The winner and still champeen.
Mr. LaRose, superintendent, re-affirmed early this afternoon that the School District made a ringingly brilliant choice two years ago last summer when hiring a Super successor to retiring Patty Jaffe.
On my left hand alone, with no assistance from the right, I can count all of the school administrators I have known over the last two centuries who would have displayed LaRose-style moral fibre to stand and make a public declaration – with meat on it – after a girl student apparently had been assaulted by a mob of Culver City High School football players.
This was the moment he was hired for, born for.
Millions can perform the scut work that threads through a super’s daily duties.
Few, however, have studied and developed the fibre that separates Mr. LaRose from the faceless masses in education.
This crisis divides the education stars from the dolts.
And the Dolt Wagon is sagging from overload.
Every other frightened, intimidated, chicken-hearted school administrator breathlessly would have dashed to the nearest closet, repeatedly bellowing “I can’t comment,” deftly ducking the crux of his responsibility.
Nuclear waste dumps overflow with failed educators. They died needing a courage transplant. In this crisis scenario, pantywaist men and women, overmatched, typically dove into sewers.

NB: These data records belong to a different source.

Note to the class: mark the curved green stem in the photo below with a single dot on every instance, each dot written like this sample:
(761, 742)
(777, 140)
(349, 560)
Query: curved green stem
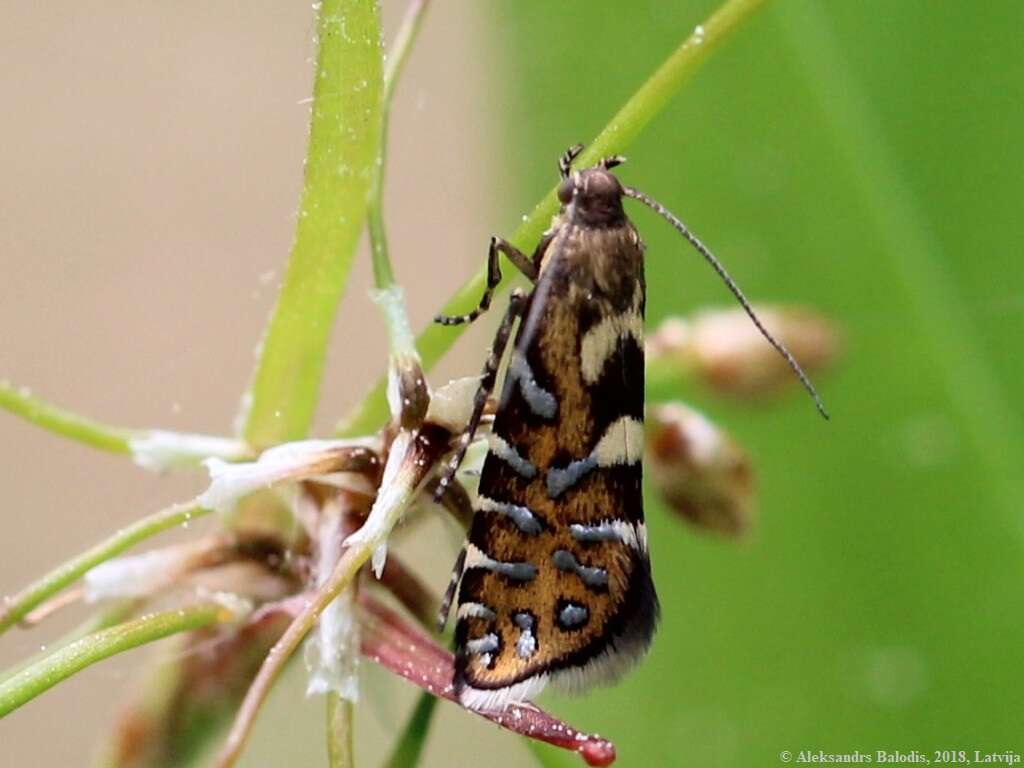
(54, 419)
(614, 138)
(16, 607)
(397, 54)
(72, 658)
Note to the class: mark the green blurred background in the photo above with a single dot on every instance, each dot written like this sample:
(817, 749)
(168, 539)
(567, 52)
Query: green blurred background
(858, 158)
(862, 159)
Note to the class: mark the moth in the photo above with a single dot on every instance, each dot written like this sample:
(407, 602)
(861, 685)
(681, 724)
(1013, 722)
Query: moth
(554, 580)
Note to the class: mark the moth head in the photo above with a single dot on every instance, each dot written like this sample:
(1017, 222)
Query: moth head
(593, 197)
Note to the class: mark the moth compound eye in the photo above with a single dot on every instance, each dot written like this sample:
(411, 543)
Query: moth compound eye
(565, 190)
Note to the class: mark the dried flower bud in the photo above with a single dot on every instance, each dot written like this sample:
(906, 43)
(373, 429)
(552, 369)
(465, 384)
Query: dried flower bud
(726, 351)
(699, 471)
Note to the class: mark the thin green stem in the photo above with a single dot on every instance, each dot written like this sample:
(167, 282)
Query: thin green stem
(116, 613)
(343, 151)
(72, 658)
(614, 138)
(414, 736)
(20, 402)
(339, 732)
(397, 54)
(70, 571)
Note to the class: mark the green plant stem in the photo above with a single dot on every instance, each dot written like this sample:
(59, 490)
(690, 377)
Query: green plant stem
(397, 54)
(72, 658)
(339, 732)
(20, 402)
(17, 606)
(614, 138)
(414, 736)
(343, 148)
(119, 611)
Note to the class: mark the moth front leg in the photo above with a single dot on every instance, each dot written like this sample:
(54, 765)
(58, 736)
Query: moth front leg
(517, 257)
(517, 301)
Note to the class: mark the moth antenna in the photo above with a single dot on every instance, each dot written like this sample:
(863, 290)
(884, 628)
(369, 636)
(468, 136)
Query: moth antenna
(731, 285)
(565, 162)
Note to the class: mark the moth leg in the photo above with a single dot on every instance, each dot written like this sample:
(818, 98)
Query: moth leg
(565, 162)
(498, 246)
(516, 303)
(456, 502)
(450, 592)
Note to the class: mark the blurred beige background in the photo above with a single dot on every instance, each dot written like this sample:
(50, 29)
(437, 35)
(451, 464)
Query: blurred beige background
(151, 156)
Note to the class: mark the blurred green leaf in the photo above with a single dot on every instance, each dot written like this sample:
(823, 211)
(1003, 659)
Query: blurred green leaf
(858, 158)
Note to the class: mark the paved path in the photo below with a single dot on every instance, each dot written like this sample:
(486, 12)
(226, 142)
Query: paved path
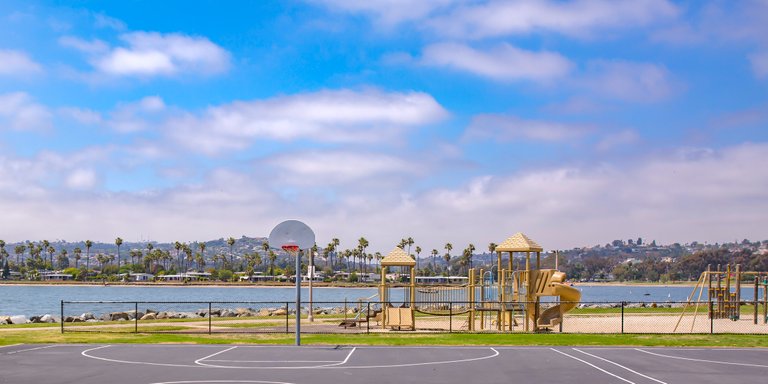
(204, 364)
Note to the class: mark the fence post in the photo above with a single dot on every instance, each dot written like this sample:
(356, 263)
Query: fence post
(622, 317)
(286, 317)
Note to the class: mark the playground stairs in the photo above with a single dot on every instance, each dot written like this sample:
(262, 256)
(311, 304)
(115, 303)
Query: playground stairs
(362, 317)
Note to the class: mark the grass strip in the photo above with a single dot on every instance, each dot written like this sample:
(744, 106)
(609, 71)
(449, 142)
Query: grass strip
(722, 340)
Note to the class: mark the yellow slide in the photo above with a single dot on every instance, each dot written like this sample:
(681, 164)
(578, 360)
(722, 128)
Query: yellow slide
(569, 296)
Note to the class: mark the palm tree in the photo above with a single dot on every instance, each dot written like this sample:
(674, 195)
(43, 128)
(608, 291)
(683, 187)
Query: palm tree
(19, 250)
(188, 252)
(471, 249)
(202, 247)
(51, 251)
(88, 245)
(363, 244)
(335, 243)
(418, 251)
(447, 256)
(231, 243)
(63, 259)
(118, 242)
(178, 247)
(102, 260)
(409, 241)
(272, 257)
(78, 255)
(139, 256)
(200, 261)
(265, 248)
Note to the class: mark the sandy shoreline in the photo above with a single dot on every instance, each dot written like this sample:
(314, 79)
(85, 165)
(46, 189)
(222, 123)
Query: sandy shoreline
(288, 285)
(181, 285)
(637, 284)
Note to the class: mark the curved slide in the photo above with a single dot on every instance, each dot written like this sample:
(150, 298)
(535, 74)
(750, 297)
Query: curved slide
(569, 296)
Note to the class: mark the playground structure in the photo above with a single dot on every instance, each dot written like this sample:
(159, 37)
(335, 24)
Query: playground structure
(722, 302)
(502, 300)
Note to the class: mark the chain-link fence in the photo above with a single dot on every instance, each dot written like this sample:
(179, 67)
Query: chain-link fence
(208, 317)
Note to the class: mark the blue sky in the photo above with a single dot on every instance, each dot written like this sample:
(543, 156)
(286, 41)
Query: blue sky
(577, 122)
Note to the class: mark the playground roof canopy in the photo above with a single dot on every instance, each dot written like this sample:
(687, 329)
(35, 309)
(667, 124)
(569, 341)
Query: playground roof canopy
(397, 257)
(518, 243)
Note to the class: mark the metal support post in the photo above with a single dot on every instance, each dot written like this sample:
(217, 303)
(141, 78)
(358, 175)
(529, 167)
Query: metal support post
(286, 317)
(298, 298)
(622, 317)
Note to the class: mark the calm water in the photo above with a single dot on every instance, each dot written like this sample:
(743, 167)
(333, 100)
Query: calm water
(38, 300)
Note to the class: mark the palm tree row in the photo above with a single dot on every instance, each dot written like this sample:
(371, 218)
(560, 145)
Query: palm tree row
(192, 256)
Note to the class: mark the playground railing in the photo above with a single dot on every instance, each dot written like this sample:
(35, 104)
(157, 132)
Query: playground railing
(256, 317)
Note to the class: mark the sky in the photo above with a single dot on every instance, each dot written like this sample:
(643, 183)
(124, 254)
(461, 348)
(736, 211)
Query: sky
(576, 122)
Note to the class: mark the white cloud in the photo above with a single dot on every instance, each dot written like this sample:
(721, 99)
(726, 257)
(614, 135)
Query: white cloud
(81, 179)
(94, 46)
(688, 195)
(104, 21)
(14, 63)
(574, 18)
(759, 61)
(339, 167)
(388, 12)
(147, 54)
(137, 116)
(81, 115)
(507, 128)
(631, 81)
(618, 139)
(19, 112)
(342, 116)
(503, 62)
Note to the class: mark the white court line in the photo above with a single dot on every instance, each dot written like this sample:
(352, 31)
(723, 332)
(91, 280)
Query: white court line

Standing stoutly without blinking, Mr. LaRose issued a 90-word statement minutes after the story broke here.
Unless the claim turns out to be as phony as the University of Virginia rape lie from last November in disgraced (again) Rolling Stone, this tragic Culver City storyline will be closely and publicly watched for months without relief.
Tomorrow we will ask questions.
Today we will say that the amazingly sensitive Mr. LaRose’s antennae may have been heightened in this case by being the father of two beautiful daughters and the husband of one beautiful wife.
That can alter a man’s thinking, says a father of four sons.
Even more significantly, this is a gentleman who has committed a lifetime of training, from his parents’ home through nationwide halls of academia, preparing himself to instinctively react with moral muscularity when the choice lies between reacting bravely or with convenient cowardice.